Eines ist an dieser Stelle auch wichtig zu benennen. Wir dürfen bei der Vermittlung der benötigten Future Skills nicht nur an die Vollzeitbeschäftigten mit abgeschlossener Berufsausbildung oder einem Studienabschluss denken. Man muss auch diejenigen in den Blick nehmen, die dem Arbeitsmarkt aus unterschiedlichen Gründen nicht zur Verfügung stehen. Es ist beispielsweise Aufgabe der beruflichen Rehabilitationen, Future Skills zu vermitteln, um den (Wieder-) Einstieg in den Arbeitsmarkt zu ermöglichen. Mit allen Problemen, die damit verbunden sind. Und Eltern, die nach längerer Erziehungspause zurück an den Arbeitsplatz kehren, müssen Unternehmen es ermöglichen, die für ihre Tätigkeiten benötigten (Zukunfts-) Kompetenzen zu erwerben.

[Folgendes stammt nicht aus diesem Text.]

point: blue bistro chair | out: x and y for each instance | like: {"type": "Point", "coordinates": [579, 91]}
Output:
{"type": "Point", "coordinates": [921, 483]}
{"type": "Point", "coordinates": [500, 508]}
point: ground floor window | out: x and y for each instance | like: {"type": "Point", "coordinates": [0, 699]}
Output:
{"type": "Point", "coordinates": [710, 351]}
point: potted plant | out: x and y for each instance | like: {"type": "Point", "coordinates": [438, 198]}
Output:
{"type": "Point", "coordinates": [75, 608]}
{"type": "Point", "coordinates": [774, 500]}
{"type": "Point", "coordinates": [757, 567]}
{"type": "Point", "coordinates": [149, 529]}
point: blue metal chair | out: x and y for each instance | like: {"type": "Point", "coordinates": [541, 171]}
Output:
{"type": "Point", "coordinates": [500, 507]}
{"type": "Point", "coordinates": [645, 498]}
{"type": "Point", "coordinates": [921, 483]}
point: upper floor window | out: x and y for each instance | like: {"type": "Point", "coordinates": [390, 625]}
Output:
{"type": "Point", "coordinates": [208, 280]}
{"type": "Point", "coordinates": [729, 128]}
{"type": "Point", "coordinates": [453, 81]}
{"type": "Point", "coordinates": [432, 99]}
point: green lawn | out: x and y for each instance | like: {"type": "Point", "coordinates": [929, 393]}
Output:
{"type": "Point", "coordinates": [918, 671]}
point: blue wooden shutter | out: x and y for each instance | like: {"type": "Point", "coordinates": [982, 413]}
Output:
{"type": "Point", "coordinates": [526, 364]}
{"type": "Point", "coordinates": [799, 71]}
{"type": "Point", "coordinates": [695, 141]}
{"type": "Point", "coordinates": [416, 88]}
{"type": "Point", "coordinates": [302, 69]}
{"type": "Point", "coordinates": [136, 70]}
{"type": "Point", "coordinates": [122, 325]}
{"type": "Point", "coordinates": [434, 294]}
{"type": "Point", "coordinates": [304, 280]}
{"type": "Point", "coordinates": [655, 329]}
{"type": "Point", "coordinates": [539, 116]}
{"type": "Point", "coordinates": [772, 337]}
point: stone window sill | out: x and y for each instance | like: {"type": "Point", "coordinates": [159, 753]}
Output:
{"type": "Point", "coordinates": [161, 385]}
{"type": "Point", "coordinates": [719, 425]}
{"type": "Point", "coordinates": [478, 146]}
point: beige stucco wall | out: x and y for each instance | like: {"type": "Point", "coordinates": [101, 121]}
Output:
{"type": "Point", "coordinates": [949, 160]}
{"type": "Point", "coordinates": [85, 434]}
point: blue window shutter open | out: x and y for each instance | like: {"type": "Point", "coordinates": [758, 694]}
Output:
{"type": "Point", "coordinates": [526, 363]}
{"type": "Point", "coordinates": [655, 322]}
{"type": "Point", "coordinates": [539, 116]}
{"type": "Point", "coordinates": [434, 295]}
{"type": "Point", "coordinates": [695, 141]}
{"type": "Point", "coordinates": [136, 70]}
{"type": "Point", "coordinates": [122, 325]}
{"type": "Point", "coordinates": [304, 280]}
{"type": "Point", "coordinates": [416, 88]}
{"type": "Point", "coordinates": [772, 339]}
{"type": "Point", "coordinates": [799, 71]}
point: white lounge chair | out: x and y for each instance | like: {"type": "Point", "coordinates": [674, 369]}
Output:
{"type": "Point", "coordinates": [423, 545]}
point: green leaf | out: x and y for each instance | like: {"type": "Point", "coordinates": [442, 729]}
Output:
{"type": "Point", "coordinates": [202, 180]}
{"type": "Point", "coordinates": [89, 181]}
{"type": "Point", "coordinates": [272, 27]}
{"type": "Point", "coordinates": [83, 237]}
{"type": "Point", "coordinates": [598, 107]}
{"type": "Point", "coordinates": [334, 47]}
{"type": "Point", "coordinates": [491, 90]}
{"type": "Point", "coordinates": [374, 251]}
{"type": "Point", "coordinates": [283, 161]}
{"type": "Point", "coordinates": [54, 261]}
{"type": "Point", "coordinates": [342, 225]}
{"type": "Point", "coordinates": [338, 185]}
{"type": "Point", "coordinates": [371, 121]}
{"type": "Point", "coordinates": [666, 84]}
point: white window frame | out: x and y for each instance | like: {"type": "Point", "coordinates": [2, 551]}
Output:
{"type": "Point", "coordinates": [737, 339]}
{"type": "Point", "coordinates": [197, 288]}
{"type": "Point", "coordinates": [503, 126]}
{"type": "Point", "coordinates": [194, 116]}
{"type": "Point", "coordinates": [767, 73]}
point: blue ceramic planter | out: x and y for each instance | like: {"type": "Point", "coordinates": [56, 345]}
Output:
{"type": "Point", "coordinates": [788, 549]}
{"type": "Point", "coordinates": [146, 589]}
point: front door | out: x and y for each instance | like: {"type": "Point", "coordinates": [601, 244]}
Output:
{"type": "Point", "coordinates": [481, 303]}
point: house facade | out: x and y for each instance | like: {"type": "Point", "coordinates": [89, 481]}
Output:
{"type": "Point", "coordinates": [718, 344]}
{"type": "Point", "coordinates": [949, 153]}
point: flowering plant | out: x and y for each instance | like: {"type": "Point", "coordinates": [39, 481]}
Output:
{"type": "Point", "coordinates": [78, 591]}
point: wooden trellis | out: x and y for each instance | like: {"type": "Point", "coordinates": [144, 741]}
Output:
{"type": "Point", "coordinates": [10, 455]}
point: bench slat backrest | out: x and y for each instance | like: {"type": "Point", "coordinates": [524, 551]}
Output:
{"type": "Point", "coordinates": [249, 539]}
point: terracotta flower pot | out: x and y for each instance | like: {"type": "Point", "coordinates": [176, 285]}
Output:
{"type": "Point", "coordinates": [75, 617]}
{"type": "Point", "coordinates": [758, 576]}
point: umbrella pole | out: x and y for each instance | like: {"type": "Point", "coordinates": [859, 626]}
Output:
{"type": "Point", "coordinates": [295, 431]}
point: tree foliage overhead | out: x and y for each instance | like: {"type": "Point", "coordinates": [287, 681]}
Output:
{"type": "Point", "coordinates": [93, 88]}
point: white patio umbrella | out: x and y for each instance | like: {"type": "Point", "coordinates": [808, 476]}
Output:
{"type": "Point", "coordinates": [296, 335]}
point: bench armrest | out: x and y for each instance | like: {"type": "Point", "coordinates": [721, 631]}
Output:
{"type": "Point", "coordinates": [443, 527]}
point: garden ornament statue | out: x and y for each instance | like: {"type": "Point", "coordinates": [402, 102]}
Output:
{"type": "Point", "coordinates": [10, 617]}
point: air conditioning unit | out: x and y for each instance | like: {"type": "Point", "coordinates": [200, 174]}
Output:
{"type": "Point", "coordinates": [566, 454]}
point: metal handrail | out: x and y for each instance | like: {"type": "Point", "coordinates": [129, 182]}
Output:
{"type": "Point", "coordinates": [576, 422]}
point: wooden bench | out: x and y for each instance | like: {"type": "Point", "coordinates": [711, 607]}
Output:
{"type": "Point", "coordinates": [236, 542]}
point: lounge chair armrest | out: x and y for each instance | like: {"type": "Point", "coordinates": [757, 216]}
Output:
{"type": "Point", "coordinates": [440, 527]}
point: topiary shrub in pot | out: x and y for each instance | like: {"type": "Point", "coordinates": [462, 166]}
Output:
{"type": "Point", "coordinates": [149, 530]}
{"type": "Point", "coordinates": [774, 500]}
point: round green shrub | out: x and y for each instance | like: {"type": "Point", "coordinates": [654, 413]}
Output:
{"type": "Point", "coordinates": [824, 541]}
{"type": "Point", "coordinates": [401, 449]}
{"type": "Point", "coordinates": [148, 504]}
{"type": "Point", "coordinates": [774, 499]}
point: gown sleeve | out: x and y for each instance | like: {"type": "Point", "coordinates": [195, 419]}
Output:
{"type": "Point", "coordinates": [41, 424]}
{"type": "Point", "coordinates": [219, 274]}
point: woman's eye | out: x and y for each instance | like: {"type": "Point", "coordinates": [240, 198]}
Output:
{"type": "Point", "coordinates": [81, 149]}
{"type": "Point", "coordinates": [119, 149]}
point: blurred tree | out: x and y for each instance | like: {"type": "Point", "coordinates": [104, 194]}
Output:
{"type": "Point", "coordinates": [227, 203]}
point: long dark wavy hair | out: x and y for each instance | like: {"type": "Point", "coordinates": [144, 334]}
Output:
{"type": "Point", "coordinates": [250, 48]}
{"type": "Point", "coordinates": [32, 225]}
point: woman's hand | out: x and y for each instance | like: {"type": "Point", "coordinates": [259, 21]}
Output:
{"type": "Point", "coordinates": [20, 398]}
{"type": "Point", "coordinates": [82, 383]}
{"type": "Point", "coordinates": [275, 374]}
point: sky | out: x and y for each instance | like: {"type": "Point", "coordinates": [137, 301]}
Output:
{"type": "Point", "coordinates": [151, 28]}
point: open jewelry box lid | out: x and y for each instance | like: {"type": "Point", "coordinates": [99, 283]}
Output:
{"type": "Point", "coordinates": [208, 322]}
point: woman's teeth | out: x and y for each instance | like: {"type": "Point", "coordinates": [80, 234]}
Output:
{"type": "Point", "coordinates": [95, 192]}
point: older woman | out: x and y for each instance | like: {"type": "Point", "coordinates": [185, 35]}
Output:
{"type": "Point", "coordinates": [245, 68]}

Mit der Studie nehmen wir die Zeit bis 2030 in den Blick. Kurz davor, im Frühjahr 2029, werden die Jugendlichen ihre 3,5-jährige Ausbildung beenden, die aktuell in der Abschlussklasse ihrer Schule sind. Das macht deutlich, dass die Future Skills natürlich auch in der Berufsausbildung Berücksichtigung finden müssen und werden. Und nicht nur dort: Sie müssen auch ein Thema in der Berufsorientierung sein – Berufe verändern sich durch die Future Skills und werden attraktiver. Ebenso müssen Future Skills in der MINT-Förderung vermittelt werden, wie auch in der frühkindlichen Bildung.

Die Future Skills-Studie als Sprungbrett: Entwicklung einer Weiterbildungsstrategie

Häufig berichten uns Unternehmen, dass es ihnen schwer fällt, Zukunftskompetenzen zu definieren und daran ihre Weiterbildungsangebote auszurichten. Ihnen möchte die AgenturQ mit der Studie eine Orientierung bieten. Die Ergebnisse sollen dazu dienen, die eigenen Kompetenzanforderungen für die Zukunft zu definieren und daraus eine Weiterbildungsstrategie zu entwickeln, die sich nicht am Ist-Zustand sondern am Soll-Zustand orientiert. Das ist nicht einfach, vor allem wenn noch Unklarheit über zukünftige Geschäftsmodelle und Produkte besteht. Aber den Kopf in den Sand stecken, ist keine Alternative. Denn die benötigten Qualifikationen sollten im besten Fall vorausschauend aufgebaut werden und nicht erst, wenn der erste Auftrag für das neue Produkt eingeht.

Die Definition der Zukunftskompetenzen ist der Startpunkt für die Entwicklung einer Weiterbildungsstrategie. Dabei geht es nicht nur um die Inhalte von passenden Weiterbildungsbausteinen. Es geht auch um die Frage, wie man rechtzeitig den Wissenstransfer von sogenannten Baby-Boomern zu jüngeren Kolleginnen und Kollegen organisiert, bevor erstere in den Ruhestand gehen. Auch sollte erhoben werden, welche informellen Kompetenzen im Unternehmen vorhanden sind, auf denen man durch entsprechende Weiterbildungsmaßnahmen aufbauen kann. Wenn diese nicht selbst innerbetrieblich angeboten werden, geht es darum, auf dem riesigen Weiterbildungsmarkt die richtigen Qualifizierungsmaßnahmen auszuwählen. Und und und … Die Future Skills-Studie der AgenturQ ist erst der Start der Weiterbildungsanstrengungen. Sehr gerne unterstützt die AgenturQ Unternehmen und Betriebsräte hierbei.